Les exécutaires testamenteurs

Publié par lalettrealulu le

Guerre de succession

Héritier escamoté, effet veuf garanti. Chronique des succès du jour d’une succession truquée d’hier.

Ne pas hésiter à déshériter son prochain* est un péché pas bien. Pour court-circuiter le partage de l’héritage, le veuf de la défunte maman de Pierre Desprès a fait état de fausse qualité d’usufruitier. Les deux vrais héritiers directs sont deux demi-frères, un citoyen belge pour donner à l’histoire un relief européen, et Pierre Desprès, l’enfant naturel d’un premier lit, qui se voit escamoté de la sucession par divers procédés dictés par un sens répétitif de la charité chrétienne bien ordonnée, qui, comme il se doit, commence par soi-même. Victime d’un embrouillamini maximum, Desprès requiert la force judiciaire. Pour blanchir les fonds de maman Desprès juste avant son décès, un immeuble a été acheté à Ancenis géré par une SCI dont le nom tordant est platement inspiré de celui de la rue : la SCI Tartifume. Faut dire que le coup de la SCI est tartifumant : pas de comptabilité, statuts non conformes, et une gérante de fait et de circonstance de 87 ans, frangine du veuf et beau-père de Després.


Pour régulariser la SCI, hors-la-loi depuis 1991, Me Hervé Lenoir, avocat à Ancenis, assigne en référé Desprès afin de pouvoir désigner un administrateur provisoire, fourguer au plus vite l’immeuble, et récupérer les picaillons du patrimoine ainsi dispersé. Tout en estampant au passage les deux fils héritiers. Seul hic, l’avocat n’a pas le moindre mandat de celui qu’il est sensé représenter, le demi-frère belge de Desprès. Il se sert aussi effrontément de la fausse qualité d’usufruitier du beau-père, embrouille avouée par écrit et confiée dans un PV de gendarmerie versé au dossier du juge d’instruction.

Écarté chronique par actes notariés douteux, Pierre Després a pourtant averti le tribunal de Nantes que toute la procédure serait irrégulière, venant de gens qui sont sous le coup depuis septembre 1995 d’une plainte pénale pour faux et usage de faux sur laquelle repose l’affaire. Me Christophe Doucet, avocat commis par l’aide juridictionnelle pour défendre Desprès, dépose en douce des conclusions qu’il n’a pas montrées à son client. Il passe curieusement sous silence les pièces et arguments démontrant la tentative d’escroquerie envers son client. Pas question de mettre en cause son confrère de la partie adverse, Me Lenoir, agissant avec deux mandats plus que douteux : celui du veuf, basé sur un faux en écritures publiques, celui du Belge, carrément fictif. Les deux demi-frères n’ont en fait rien l’un contre l’autre dans cette procédure qui les unit contre les mêmes imposteurs.

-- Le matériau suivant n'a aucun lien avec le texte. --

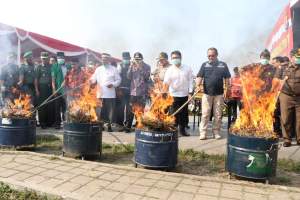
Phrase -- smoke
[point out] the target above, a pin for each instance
(6, 46)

La justice a laissé passer. L’immeuble, dont les deux demi-frères étaient en fait les copropriétaires indivis, a finalement été vendu en 1997 sans qu’ils n’aient touché le moindre fifrelin. Dernièrement, les deux demi-frères qui ne se connaissaient pratiquement pas, ont pris contact, mettant en évidence l’absence de mandat de l’avocat d’Ancenis pour poursuivre le demi-frangin français. Avec deux ans de retard, le Bruxellois a été avisé par Me Lenoir du bon tour joué à Desprès. Le bâtonnier des avocats n’a pas bronché, ni répondu au courrier de Desprès l’informant de ces agissements pour le moins originaux de Mes Doucet et Lenoir. Mais il faut aller de l’avant. Rouvrir l’enquête judiciaire, c’est risquer d’obliger la machination à faire machine arrière.

* Voir « Une plaisanterie de bas-héritage », Lulu n° 28 – 29.